Were Cub Cadet 2000-series considered commercial mowers?

#1

P

packardv8

On another thread, one of our probably more knowledgeable members said:

Remember the 2000 series were commercial mowers not domestic, designed to run as many hours in a week as most others do in a year.

I've happily owned and used a 2135 for ten years and have a 2165 for a spare. However, I never knew or saw anything which led me to believe they were built for commercial service. What differentiates the 2000 series from the Cub Cadet homeowner mowers of a similar size and horsepower?

jack vines



#3

B

bertsmobile1

Sure were.
1) fitted with horizontal shaft engine. which cost 2 to 3 times as much as a vertical shaft engine because they are designed to work 50 hours a week not 50 hours a year.
2) shaft drive cost 5 times as much as a belt & a couple of pulleys.
3) very strong decks pressed from steel twice as thick as domestic mower decks.
4) still the thickest longest lasting mower blades
5) tapper roller bearings on spindles that will take the punishment that blades put spindle bearing through
6) big heavy spindles, never bend no matter what you do to them
7) top of the available line of hydrodrives at the time the drive alone cost more than 1/3 of the domestic mowers complete.
8) quick change decks ( now standard on all MTD range )
9) only mower from that time with cruise control.
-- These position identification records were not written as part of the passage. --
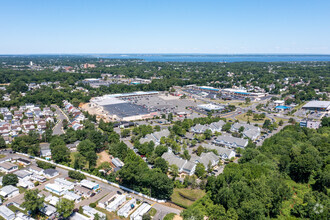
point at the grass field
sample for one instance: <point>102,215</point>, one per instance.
<point>186,197</point>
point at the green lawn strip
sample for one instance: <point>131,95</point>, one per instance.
<point>152,212</point>
<point>186,197</point>
<point>169,216</point>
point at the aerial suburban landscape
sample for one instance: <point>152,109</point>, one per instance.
<point>164,110</point>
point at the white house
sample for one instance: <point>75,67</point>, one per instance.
<point>22,174</point>
<point>50,173</point>
<point>36,170</point>
<point>72,196</point>
<point>125,210</point>
<point>48,210</point>
<point>7,167</point>
<point>231,142</point>
<point>9,191</point>
<point>53,200</point>
<point>120,199</point>
<point>139,212</point>
<point>183,165</point>
<point>89,184</point>
<point>91,212</point>
<point>25,184</point>
<point>55,188</point>
<point>63,182</point>
<point>6,213</point>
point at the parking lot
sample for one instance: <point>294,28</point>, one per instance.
<point>163,105</point>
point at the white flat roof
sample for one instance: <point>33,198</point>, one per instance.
<point>317,104</point>
<point>88,184</point>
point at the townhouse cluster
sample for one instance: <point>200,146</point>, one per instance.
<point>21,120</point>
<point>77,116</point>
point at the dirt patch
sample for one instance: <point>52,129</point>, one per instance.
<point>103,157</point>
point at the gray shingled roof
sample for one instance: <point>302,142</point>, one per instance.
<point>232,140</point>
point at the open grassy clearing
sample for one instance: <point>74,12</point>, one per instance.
<point>186,197</point>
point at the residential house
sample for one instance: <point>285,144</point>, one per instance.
<point>25,184</point>
<point>50,173</point>
<point>45,153</point>
<point>183,165</point>
<point>53,200</point>
<point>9,191</point>
<point>89,184</point>
<point>91,212</point>
<point>139,212</point>
<point>63,182</point>
<point>206,159</point>
<point>36,170</point>
<point>310,124</point>
<point>125,209</point>
<point>23,174</point>
<point>231,142</point>
<point>116,202</point>
<point>72,196</point>
<point>155,137</point>
<point>55,188</point>
<point>7,167</point>
<point>23,162</point>
<point>82,191</point>
<point>213,127</point>
<point>38,178</point>
<point>250,131</point>
<point>6,213</point>
<point>48,210</point>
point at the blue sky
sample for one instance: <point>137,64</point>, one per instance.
<point>164,26</point>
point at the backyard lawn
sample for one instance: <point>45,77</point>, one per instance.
<point>186,197</point>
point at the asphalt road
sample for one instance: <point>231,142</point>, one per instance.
<point>58,128</point>
<point>161,209</point>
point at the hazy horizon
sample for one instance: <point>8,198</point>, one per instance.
<point>163,27</point>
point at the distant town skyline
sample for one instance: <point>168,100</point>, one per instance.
<point>165,27</point>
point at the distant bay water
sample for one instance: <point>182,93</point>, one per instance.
<point>218,58</point>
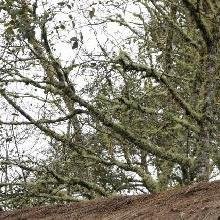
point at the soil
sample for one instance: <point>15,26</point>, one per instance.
<point>198,201</point>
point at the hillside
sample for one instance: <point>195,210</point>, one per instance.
<point>199,201</point>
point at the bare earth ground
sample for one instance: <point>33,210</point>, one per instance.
<point>199,201</point>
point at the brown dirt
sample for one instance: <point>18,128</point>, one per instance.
<point>198,201</point>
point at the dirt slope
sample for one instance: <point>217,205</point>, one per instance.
<point>200,201</point>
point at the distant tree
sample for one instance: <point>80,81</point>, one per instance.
<point>107,97</point>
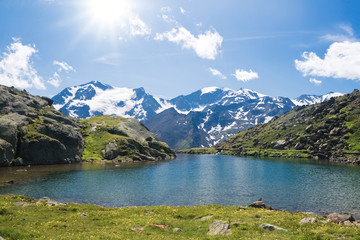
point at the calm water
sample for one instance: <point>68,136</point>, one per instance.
<point>196,180</point>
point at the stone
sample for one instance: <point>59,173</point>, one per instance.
<point>148,212</point>
<point>340,217</point>
<point>21,204</point>
<point>270,227</point>
<point>111,150</point>
<point>205,218</point>
<point>347,223</point>
<point>280,144</point>
<point>308,220</point>
<point>219,228</point>
<point>260,204</point>
<point>136,229</point>
<point>235,224</point>
<point>164,227</point>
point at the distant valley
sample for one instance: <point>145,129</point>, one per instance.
<point>200,119</point>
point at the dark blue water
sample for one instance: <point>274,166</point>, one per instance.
<point>205,179</point>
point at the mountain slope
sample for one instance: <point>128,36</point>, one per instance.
<point>33,132</point>
<point>329,130</point>
<point>121,140</point>
<point>202,118</point>
<point>95,98</point>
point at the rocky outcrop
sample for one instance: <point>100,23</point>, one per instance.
<point>33,132</point>
<point>122,140</point>
<point>219,228</point>
<point>260,204</point>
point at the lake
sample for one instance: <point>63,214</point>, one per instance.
<point>295,185</point>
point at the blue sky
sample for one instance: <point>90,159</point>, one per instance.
<point>275,47</point>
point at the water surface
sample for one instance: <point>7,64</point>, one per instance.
<point>196,180</point>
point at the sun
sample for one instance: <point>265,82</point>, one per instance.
<point>108,11</point>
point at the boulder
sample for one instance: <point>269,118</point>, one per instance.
<point>219,228</point>
<point>270,227</point>
<point>6,153</point>
<point>111,151</point>
<point>260,204</point>
<point>340,217</point>
<point>280,144</point>
<point>308,220</point>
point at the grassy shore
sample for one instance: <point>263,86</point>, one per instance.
<point>23,218</point>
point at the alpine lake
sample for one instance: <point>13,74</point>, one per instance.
<point>188,180</point>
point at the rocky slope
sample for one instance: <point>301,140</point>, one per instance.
<point>200,119</point>
<point>329,130</point>
<point>33,132</point>
<point>121,140</point>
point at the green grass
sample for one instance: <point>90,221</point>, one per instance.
<point>198,151</point>
<point>65,222</point>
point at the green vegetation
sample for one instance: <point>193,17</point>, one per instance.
<point>22,218</point>
<point>129,140</point>
<point>198,151</point>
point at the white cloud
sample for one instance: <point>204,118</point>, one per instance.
<point>165,9</point>
<point>245,76</point>
<point>55,80</point>
<point>108,59</point>
<point>16,68</point>
<point>315,81</point>
<point>347,35</point>
<point>206,45</point>
<point>342,60</point>
<point>138,27</point>
<point>217,73</point>
<point>63,66</point>
<point>183,11</point>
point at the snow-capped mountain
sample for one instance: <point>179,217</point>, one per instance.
<point>313,99</point>
<point>96,98</point>
<point>211,115</point>
<point>202,118</point>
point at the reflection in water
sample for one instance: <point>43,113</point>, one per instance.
<point>193,180</point>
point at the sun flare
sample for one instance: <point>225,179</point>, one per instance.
<point>108,11</point>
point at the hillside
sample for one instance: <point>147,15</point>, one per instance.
<point>329,130</point>
<point>33,132</point>
<point>121,140</point>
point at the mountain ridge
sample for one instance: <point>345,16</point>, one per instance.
<point>212,114</point>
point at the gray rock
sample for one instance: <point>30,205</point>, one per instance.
<point>21,204</point>
<point>260,204</point>
<point>347,223</point>
<point>219,228</point>
<point>111,151</point>
<point>280,144</point>
<point>270,227</point>
<point>340,217</point>
<point>137,229</point>
<point>308,220</point>
<point>205,218</point>
<point>48,201</point>
<point>6,153</point>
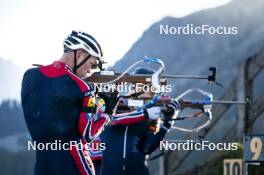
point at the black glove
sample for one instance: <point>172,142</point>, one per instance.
<point>170,110</point>
<point>111,101</point>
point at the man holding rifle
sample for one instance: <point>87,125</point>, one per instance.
<point>59,105</point>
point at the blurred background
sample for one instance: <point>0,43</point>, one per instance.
<point>33,31</point>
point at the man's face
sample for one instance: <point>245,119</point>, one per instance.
<point>87,66</point>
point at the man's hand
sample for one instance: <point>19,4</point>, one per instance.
<point>153,113</point>
<point>172,107</point>
<point>111,101</point>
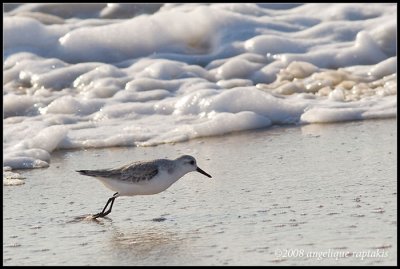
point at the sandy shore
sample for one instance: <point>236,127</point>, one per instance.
<point>310,195</point>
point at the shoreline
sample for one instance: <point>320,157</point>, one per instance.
<point>309,189</point>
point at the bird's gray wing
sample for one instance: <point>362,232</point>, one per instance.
<point>134,172</point>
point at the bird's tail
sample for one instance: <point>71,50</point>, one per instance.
<point>86,172</point>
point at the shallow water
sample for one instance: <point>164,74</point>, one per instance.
<point>332,191</point>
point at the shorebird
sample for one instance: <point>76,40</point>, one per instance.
<point>142,178</point>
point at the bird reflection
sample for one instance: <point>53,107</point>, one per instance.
<point>147,241</point>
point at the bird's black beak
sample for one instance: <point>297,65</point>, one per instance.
<point>202,172</point>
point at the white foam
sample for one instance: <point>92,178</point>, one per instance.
<point>105,75</point>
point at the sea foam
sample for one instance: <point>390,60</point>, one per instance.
<point>141,74</point>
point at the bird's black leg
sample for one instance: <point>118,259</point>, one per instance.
<point>102,213</point>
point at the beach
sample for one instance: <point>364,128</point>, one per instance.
<point>316,194</point>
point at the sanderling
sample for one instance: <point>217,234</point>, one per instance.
<point>142,178</point>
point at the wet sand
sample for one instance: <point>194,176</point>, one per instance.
<point>307,195</point>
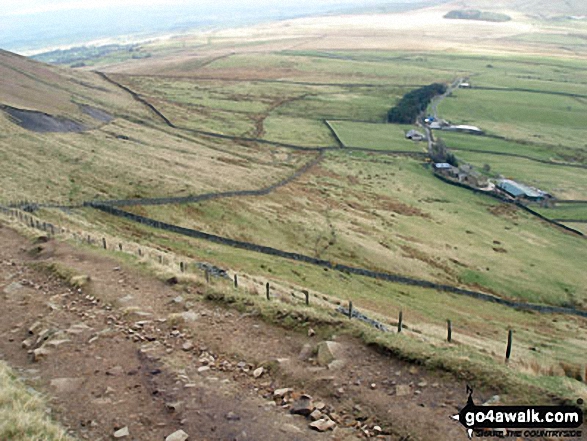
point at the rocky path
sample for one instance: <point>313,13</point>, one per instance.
<point>125,353</point>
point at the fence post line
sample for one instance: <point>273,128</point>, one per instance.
<point>508,350</point>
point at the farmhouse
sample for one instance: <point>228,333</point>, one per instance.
<point>415,135</point>
<point>465,129</point>
<point>444,168</point>
<point>517,190</point>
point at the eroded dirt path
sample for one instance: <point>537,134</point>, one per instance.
<point>130,351</point>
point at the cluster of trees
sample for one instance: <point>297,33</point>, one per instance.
<point>441,153</point>
<point>414,102</point>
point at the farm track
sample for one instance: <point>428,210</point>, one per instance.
<point>110,208</point>
<point>515,155</point>
<point>519,89</point>
<point>265,80</point>
<point>390,277</point>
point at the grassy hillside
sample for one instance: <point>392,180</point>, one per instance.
<point>374,210</point>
Yours is 10 years old so I am assuming you got it second hand ?
Still going strong and no major problems.
Down here the only problem they had was overheating due to insufficient cooling caused by running the pto drive off the flywheel.
Fixed by removing the side covers.
A bit further South ( cooler regions ) it was not a problem.

Still one of the best tractors mowers around and makes most modern tractors look like the cheap junk they are.
Cubs were actually designes as a tractor scaled down for small acreage farms by IH who actually did make real tractors, not as a mower.


#4

P

packardv8

I bought my 2135 used with low hours ten or so years ago and remember the first time I did the spring tuneup with new blades and filters, the parts counterman told me it was one of the best ever made and I should keep fixing it as long as I could.

When a bare 2165 came up for relatively cheap, I bought it for parts. It had been used as a salt spreader in an apartment complex, so the floorboard sheet metal was rusted away. As far as I can tell, the PTO clutch has never been used. I'm still looking for a mower deck and other implements for it, but the 2000-series seems to be long-lived.

Only two problem so far:

1.The fuel pump is getting weak and vapor locking on hot days.

2. The switches and wiring have all failed. One by one, I've disconnected the seat, reverse and brake safety switches and replaced the start and PTO switches with aftermarket and rewired the entire tractor.